Demonstrations against nuclear power are to take place simultaneously in Taipei and Kaohsiung on April 27, environmental groups said yesterday, urging people to support phasing out nuclear power as its advocates are regaining momentum.
The demonstrations would be the first large movement after a referendum abolishing the legal basis for the government’s “nuclear-free homeland by 2025” policy was passed on Nov. 24 last year, National Anti-nuclear Action Platform spokesperson Tsuei Su-hsin (崔愫欣) said.
The referendum, initiated by Nuclear Myth Busters group founder Huang Shih-hsiu (黃士修) and endorsed by former president Ma Ying-jeou (馬英九), was passed after garnering more than 5.8 million votes in favor and 4 million against.

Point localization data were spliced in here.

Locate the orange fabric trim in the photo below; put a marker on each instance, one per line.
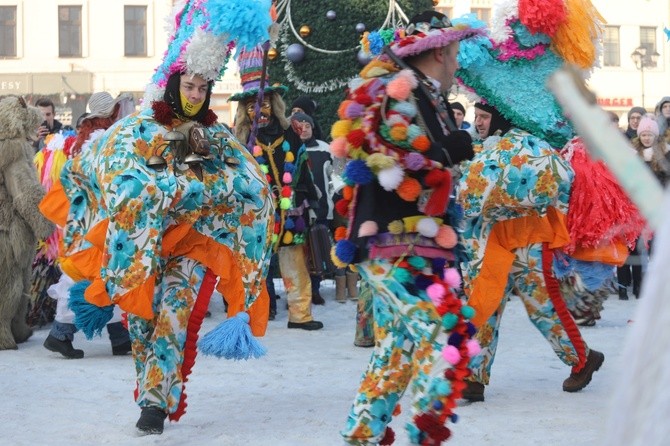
(488, 288)
(55, 205)
(614, 253)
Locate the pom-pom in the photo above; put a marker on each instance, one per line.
(451, 354)
(436, 292)
(368, 228)
(342, 207)
(414, 161)
(232, 339)
(398, 132)
(390, 178)
(340, 233)
(427, 227)
(446, 237)
(396, 227)
(468, 312)
(89, 318)
(340, 128)
(358, 172)
(356, 138)
(339, 147)
(409, 189)
(473, 348)
(345, 251)
(421, 143)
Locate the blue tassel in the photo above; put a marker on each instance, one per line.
(232, 339)
(88, 318)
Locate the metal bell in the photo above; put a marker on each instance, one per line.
(156, 162)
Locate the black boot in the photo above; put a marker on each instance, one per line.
(63, 347)
(151, 421)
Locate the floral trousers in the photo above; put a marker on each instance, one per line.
(158, 344)
(527, 281)
(409, 338)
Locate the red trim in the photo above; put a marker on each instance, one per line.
(190, 347)
(553, 289)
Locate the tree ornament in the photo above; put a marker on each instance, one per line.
(295, 53)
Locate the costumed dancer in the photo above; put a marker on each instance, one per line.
(275, 143)
(21, 224)
(103, 112)
(175, 202)
(515, 191)
(397, 130)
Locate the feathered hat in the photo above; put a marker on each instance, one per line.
(203, 34)
(529, 40)
(251, 72)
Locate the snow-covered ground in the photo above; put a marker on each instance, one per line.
(300, 393)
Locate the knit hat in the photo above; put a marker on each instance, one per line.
(251, 70)
(203, 34)
(529, 41)
(458, 106)
(641, 111)
(647, 124)
(100, 105)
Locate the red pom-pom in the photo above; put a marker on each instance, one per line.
(342, 207)
(389, 437)
(356, 138)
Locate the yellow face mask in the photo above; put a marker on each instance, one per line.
(190, 110)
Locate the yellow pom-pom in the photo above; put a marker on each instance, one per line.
(340, 128)
(396, 227)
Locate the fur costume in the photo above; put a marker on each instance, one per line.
(21, 223)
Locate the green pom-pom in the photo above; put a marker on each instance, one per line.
(449, 321)
(417, 262)
(468, 312)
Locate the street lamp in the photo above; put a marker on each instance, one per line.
(643, 60)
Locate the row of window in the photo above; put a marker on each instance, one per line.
(70, 31)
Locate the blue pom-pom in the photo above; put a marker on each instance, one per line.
(345, 251)
(359, 172)
(232, 339)
(88, 318)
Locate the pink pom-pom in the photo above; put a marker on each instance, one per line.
(446, 237)
(452, 278)
(399, 88)
(436, 292)
(339, 147)
(451, 354)
(473, 348)
(368, 228)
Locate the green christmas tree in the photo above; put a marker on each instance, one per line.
(330, 44)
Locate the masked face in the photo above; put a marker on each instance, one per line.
(266, 111)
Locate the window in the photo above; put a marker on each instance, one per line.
(611, 50)
(69, 31)
(483, 14)
(135, 30)
(7, 31)
(648, 38)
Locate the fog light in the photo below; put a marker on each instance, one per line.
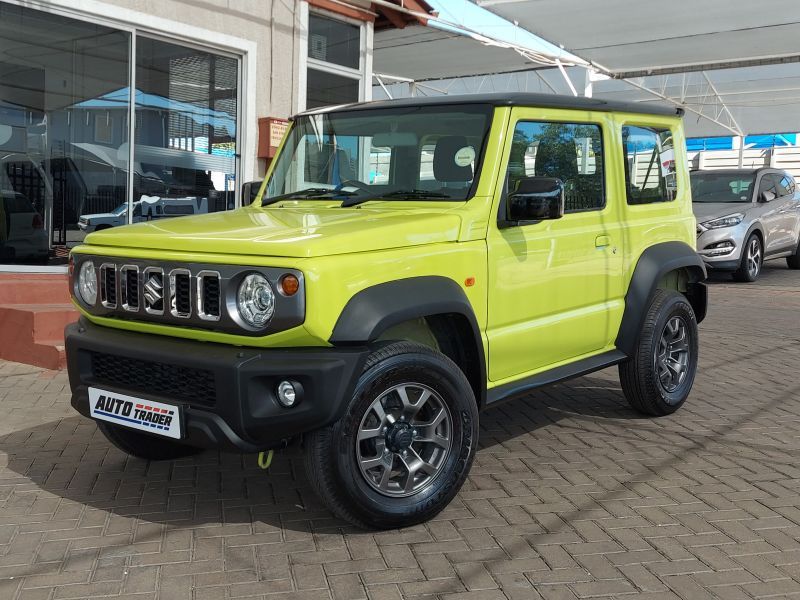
(719, 249)
(287, 394)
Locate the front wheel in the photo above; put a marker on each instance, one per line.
(752, 260)
(658, 377)
(405, 444)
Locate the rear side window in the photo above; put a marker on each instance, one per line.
(571, 152)
(650, 174)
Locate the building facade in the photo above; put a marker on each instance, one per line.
(119, 111)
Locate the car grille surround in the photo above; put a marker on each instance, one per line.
(188, 295)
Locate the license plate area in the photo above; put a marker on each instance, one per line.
(136, 413)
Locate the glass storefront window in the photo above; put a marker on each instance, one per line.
(185, 149)
(334, 41)
(65, 102)
(59, 155)
(323, 88)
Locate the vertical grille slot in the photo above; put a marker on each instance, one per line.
(108, 285)
(180, 293)
(153, 290)
(129, 287)
(208, 295)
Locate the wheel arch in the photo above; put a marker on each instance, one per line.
(443, 305)
(652, 269)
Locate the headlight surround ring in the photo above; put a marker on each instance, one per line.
(87, 283)
(255, 300)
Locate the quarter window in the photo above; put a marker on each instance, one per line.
(650, 174)
(571, 152)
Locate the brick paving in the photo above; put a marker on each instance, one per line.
(572, 495)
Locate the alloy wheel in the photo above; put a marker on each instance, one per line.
(404, 439)
(672, 358)
(753, 257)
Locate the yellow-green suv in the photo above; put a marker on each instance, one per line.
(405, 265)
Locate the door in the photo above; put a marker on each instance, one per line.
(555, 286)
(771, 213)
(789, 212)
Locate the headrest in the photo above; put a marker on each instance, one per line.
(557, 159)
(445, 167)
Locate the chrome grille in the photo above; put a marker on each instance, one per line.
(153, 290)
(183, 294)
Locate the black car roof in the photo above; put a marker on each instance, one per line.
(513, 99)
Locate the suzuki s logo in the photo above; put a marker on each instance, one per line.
(153, 290)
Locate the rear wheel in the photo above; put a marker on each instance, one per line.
(794, 260)
(658, 377)
(405, 444)
(141, 445)
(752, 260)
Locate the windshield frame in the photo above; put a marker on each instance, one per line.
(288, 149)
(733, 176)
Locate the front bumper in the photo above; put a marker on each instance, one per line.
(729, 260)
(227, 393)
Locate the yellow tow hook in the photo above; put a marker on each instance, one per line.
(265, 459)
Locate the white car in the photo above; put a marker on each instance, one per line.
(115, 218)
(149, 207)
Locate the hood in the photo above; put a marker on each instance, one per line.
(288, 231)
(706, 211)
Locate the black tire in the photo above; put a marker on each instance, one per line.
(794, 261)
(141, 445)
(332, 453)
(750, 268)
(639, 375)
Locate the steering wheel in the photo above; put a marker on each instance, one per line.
(353, 183)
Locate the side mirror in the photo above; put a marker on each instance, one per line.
(250, 191)
(766, 197)
(535, 199)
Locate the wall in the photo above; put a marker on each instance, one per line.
(784, 157)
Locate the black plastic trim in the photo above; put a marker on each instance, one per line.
(246, 416)
(655, 262)
(512, 390)
(374, 310)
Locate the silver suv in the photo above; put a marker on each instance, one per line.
(744, 217)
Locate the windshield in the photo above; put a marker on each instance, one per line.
(421, 153)
(722, 187)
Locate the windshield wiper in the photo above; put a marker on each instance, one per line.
(397, 194)
(321, 193)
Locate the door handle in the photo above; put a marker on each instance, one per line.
(601, 241)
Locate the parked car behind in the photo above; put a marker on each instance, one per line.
(744, 217)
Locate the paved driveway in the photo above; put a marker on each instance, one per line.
(571, 495)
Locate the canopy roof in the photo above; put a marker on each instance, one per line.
(734, 66)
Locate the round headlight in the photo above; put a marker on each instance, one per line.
(87, 283)
(255, 300)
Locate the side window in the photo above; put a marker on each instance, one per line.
(786, 185)
(650, 174)
(571, 152)
(768, 183)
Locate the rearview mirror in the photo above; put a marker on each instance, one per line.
(535, 199)
(250, 191)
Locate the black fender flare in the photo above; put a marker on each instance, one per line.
(654, 263)
(375, 309)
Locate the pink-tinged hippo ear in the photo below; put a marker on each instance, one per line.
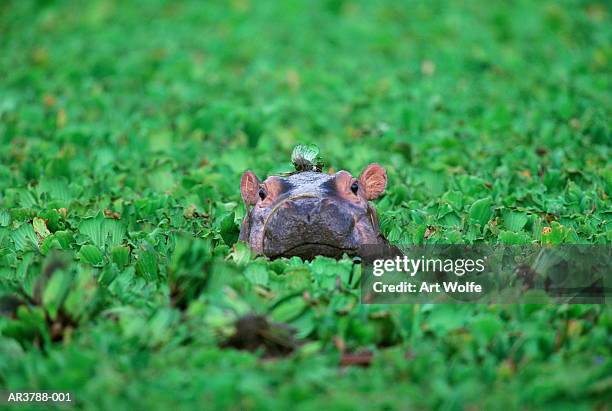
(374, 180)
(249, 186)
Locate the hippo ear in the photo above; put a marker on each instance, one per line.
(249, 186)
(374, 180)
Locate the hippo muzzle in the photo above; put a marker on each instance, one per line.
(311, 213)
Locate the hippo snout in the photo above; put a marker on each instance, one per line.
(307, 226)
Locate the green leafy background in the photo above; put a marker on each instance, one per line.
(125, 127)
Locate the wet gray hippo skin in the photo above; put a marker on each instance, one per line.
(311, 213)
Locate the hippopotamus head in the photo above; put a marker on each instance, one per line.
(311, 213)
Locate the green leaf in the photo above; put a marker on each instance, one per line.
(514, 221)
(120, 255)
(257, 274)
(40, 227)
(91, 255)
(146, 265)
(103, 232)
(480, 211)
(24, 238)
(56, 290)
(305, 157)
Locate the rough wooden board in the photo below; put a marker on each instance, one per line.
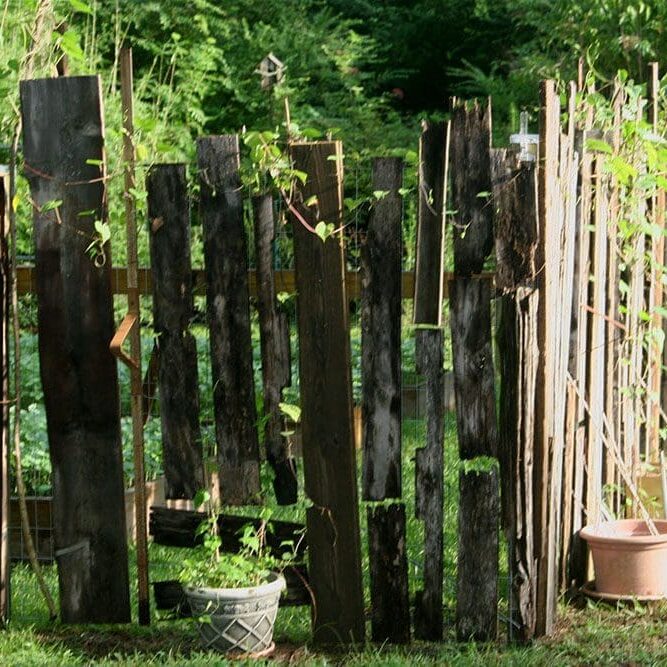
(62, 129)
(381, 336)
(429, 486)
(326, 400)
(474, 382)
(5, 313)
(275, 349)
(477, 572)
(387, 556)
(227, 299)
(471, 187)
(284, 279)
(515, 204)
(169, 236)
(429, 284)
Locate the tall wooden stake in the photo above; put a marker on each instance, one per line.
(131, 326)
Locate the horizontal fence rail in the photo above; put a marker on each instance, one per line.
(26, 282)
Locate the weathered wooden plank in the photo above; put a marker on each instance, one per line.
(228, 306)
(429, 284)
(275, 349)
(381, 336)
(471, 187)
(62, 131)
(387, 556)
(517, 341)
(547, 258)
(470, 320)
(5, 315)
(284, 280)
(429, 462)
(169, 220)
(326, 399)
(515, 205)
(477, 573)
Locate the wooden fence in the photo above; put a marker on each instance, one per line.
(554, 452)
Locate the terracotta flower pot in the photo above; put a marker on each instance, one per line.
(628, 560)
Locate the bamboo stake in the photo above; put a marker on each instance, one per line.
(133, 330)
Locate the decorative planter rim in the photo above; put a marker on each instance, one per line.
(274, 584)
(621, 533)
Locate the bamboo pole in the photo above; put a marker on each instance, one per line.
(131, 328)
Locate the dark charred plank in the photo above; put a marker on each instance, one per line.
(326, 399)
(5, 310)
(429, 283)
(227, 299)
(471, 187)
(470, 316)
(381, 336)
(429, 485)
(275, 348)
(477, 574)
(390, 600)
(62, 133)
(169, 220)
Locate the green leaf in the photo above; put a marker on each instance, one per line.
(292, 411)
(597, 145)
(324, 230)
(51, 205)
(79, 6)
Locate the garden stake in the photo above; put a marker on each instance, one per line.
(130, 327)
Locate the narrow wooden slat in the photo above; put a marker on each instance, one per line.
(570, 189)
(429, 286)
(578, 365)
(656, 292)
(275, 349)
(5, 314)
(62, 133)
(227, 299)
(381, 336)
(326, 400)
(471, 187)
(387, 556)
(169, 235)
(561, 465)
(429, 485)
(547, 259)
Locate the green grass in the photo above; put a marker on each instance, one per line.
(586, 633)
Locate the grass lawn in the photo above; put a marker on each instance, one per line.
(587, 633)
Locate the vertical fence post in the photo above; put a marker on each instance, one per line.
(169, 236)
(5, 298)
(275, 348)
(228, 305)
(429, 277)
(326, 398)
(470, 312)
(75, 320)
(515, 203)
(381, 396)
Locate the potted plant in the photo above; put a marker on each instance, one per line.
(233, 596)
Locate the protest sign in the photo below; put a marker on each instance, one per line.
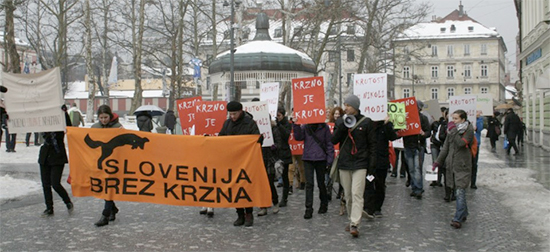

Photo: Liu Le-jen, Taipei Times
This year’s rallies are scheduled to mark the Chernobyl nuclear disaster on April 26, 1986, Tsuei said, adding that nuclear power is not as safe as its proponents have claimed.
Nearly 4.9 percent of the nation’s electricity was generated from renewable power sources last year, 11.4 percent from nuclear power, 38.6 percent from gas-fired units, 38.8 percent from coal-fired units, and the rest from other means, data from the state-run Taiwan Power Co’s Web site shows.
Given the relatively low ratio of nuclear power, decommissioning nuclear power facilities before 2025 as scheduled would not be that difficult, Citizen of the Earth, Taiwan deputy executive Tsai Chung-yueh (蔡中岳) said.
The Taipei march is to start at 1pm from the main stage on Ketagalan Boulevard, while participants in Kaohsiung are to gather at 2pm at Aozihdi Forest Park (凹子底森林公園), he said.
More than 220,000 people took to the streets in 2013 to oppose nuclear power, while the number of participants dropped to 2,000 in last year’s parade.
Seeing that their discourse on phasing out nuclear power did not reach many of its targets on Facebook — the main social media platform in Taiwan — they are switching to more interesting ways of promoting ideas, Tsai said.
Opponents against nuclear power are also gathering petitions for two new referendum proposals, including one that proposes not extending the permits of nuclear power generation facilities nor building new ones before the government finds ways to dispose of highly radioactive nuclear waste, the action platform said.
The other proposes turning the compound of the mothballed Fourth Nuclear Power Plant in New Taipei City’s Gongliao District (貢寮) into a site for renewable power research and development, it said.